Raise your hand if you think the one has nothing to do with the other. As for Morningstar, at least, they're pretty sure the lack of traction in CE is having an effect on overall profitability, and it's high time to put an end to that. Cisco needs to cut bait on bad bets, and spin off its losing businesses. In short, Cisco needs to break itself up.

Break-en up and fly right?
And maybe Morningstar is right. Lord knows, it's hard extracting synergies from high-priced acquisitions such as the ones Cisco has been involving itself in lately. If Cisco has fallen victim to the perils of "diworsification," it won't be the first company to do so.

After all, there's a big difference between hawking thousands-of-dollar routers to corporate IT execs, and trying to interest the Fickle American Consumer to shell out a couple of Benjamins on the next new thing. You can see this difference pretty clearly in Cisco's self-delusion on the Umi product. Somehow, the company managed to convince itself that even years after Skype made home-based video conferencing a "free" service, customers would queue up to pay $599 up front, plus an additional $25 a month, for the chance to play Chat Roullette in hi-def.

So here, in a nutshell, is Cisco's problem: The company built its reputation on selling high-price routers and switches that "last forever." Which is great. But who even wants a Palm Pilot that lasts forever, when you know that an iPad 2 is waiting for you just a few years down the road? It's entirely possible that Cisco just isn't cut out for this kind of work. (Indeed, the numbers kind of prove that it isn't.)

Give me the ball, Coach!
But that's OK. Even if Cisco can't push Internet bandwidth demand itself, there are plenty of companies out there that can. Companies that are pretty darn good at it, in fact.
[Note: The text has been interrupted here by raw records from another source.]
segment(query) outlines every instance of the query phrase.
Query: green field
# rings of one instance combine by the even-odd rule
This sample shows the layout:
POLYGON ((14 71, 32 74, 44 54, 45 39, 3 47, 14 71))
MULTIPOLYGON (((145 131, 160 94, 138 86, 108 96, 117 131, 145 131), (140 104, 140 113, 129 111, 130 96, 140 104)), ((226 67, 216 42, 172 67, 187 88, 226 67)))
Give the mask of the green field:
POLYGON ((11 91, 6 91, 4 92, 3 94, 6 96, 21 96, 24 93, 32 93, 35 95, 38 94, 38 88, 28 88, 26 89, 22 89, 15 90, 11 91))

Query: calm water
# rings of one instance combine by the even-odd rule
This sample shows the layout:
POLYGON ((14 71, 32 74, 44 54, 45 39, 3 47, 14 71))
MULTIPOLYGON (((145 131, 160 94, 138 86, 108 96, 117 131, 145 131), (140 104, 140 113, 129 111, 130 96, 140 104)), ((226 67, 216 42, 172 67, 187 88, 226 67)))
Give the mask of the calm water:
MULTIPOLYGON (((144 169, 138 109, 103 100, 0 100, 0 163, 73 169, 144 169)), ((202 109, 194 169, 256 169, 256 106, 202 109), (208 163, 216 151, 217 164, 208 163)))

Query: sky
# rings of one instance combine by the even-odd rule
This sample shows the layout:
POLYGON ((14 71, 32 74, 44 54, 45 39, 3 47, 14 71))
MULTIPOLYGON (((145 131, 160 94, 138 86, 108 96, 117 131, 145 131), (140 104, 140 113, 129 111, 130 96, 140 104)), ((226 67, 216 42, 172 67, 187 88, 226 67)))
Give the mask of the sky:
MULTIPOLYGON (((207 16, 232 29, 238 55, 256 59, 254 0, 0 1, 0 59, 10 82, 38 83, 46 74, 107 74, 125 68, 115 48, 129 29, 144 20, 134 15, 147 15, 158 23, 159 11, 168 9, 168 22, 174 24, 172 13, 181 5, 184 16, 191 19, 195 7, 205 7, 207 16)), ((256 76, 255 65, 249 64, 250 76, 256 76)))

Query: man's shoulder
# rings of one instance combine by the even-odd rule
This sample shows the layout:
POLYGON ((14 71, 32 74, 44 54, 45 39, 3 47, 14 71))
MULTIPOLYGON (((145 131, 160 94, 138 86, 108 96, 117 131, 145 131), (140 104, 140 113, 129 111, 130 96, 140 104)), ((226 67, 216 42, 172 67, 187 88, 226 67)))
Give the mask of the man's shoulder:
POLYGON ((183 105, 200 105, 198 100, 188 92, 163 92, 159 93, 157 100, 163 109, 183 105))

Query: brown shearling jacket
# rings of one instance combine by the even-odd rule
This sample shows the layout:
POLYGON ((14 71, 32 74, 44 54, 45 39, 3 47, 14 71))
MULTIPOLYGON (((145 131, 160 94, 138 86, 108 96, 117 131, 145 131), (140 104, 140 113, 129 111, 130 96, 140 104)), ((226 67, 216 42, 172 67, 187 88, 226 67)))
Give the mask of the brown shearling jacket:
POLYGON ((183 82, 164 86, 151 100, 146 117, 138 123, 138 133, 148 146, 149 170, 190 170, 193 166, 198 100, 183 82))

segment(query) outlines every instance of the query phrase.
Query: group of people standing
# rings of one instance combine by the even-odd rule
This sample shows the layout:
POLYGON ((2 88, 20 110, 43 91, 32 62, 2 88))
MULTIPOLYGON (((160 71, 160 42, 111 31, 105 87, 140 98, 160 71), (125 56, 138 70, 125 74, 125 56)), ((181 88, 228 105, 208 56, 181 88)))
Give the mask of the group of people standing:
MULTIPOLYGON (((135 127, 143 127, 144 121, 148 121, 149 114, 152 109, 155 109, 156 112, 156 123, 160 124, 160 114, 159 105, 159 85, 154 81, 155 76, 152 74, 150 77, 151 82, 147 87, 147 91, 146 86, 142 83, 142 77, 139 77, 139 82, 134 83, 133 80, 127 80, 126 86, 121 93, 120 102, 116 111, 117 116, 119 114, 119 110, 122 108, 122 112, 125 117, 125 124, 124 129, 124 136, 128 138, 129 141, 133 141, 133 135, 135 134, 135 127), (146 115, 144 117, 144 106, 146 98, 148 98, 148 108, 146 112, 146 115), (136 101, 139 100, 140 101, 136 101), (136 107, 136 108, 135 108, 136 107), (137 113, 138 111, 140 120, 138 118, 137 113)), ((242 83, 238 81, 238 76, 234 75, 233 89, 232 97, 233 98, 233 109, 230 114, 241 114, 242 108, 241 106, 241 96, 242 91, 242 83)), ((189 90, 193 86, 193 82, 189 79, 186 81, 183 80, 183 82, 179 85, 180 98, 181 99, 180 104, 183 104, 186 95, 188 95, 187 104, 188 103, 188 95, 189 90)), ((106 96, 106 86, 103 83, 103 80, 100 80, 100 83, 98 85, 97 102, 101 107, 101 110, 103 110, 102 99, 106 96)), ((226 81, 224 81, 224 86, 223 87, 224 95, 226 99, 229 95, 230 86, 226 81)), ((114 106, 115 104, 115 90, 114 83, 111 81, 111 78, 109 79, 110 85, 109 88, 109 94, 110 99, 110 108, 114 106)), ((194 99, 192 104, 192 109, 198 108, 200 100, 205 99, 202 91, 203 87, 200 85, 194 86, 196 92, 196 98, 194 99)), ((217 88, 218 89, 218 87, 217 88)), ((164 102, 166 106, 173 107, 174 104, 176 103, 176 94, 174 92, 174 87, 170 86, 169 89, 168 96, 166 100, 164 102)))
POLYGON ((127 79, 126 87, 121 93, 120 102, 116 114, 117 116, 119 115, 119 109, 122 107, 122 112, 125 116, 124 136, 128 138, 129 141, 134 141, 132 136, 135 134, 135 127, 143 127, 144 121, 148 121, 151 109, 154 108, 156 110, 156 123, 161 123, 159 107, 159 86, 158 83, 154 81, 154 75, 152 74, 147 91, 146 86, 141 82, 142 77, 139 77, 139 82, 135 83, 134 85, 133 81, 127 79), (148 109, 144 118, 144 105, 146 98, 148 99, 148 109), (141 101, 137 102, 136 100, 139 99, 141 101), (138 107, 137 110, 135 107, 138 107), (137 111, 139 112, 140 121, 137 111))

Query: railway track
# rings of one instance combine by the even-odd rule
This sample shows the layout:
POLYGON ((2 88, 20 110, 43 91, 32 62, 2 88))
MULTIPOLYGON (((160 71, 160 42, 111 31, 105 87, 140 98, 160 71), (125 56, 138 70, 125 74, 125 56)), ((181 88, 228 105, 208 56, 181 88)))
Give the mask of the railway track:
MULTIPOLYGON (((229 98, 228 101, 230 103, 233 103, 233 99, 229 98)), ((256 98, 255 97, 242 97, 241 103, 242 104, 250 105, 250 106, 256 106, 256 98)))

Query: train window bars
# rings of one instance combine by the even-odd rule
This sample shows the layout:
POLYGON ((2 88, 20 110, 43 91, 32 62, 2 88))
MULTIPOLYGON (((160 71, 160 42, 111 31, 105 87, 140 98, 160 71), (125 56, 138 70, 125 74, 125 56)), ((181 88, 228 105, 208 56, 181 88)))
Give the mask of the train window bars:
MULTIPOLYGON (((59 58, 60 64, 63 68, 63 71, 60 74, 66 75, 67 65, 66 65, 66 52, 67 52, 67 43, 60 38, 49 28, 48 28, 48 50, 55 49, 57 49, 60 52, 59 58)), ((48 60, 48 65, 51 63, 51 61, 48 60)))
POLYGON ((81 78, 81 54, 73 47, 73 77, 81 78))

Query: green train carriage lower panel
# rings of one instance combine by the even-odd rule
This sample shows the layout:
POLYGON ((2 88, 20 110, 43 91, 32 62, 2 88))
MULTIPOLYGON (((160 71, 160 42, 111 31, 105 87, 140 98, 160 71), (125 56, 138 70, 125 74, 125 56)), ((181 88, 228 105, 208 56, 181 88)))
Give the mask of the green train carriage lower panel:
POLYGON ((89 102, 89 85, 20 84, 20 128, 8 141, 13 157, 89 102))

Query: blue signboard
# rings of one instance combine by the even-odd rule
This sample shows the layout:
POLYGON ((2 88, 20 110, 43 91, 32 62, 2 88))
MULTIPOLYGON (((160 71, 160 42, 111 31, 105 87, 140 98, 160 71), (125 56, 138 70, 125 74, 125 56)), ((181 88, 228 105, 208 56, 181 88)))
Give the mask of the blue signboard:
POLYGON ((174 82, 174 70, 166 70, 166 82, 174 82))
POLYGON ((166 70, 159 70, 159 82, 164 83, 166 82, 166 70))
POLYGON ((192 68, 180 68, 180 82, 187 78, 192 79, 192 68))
Apple (Nasdaq: AAPL), Netflix (Nasdaq: NFLX), and Amazon (Nasdaq: AMZN) are already hard at work trying to boost Internet traffic -- not as their primary objective, of course, but as a direct consequence of the digital products they stream over the E-ways.

Call me a crazy optimist, but I suspect that if Cisco exits the CE game through a series of spinoffs, as Morningstar suggests -- or even if it closes up the CE shop, and stops making Flips, DVRs, and Internet stereos entirely -- the Internet would keep on growing. When you consider this likelihood, Morningstar's advice actually makes a whole lot of sense. Why lose money trying to do something you're no good at, in hopes of getting a chance to make more money at something you do do well ... when someone else is volunteering to take the money-losing, hard work off your hands for you?

My advice? Diworsification is for fools, Cisco. And for all your good intentions, you're no fool.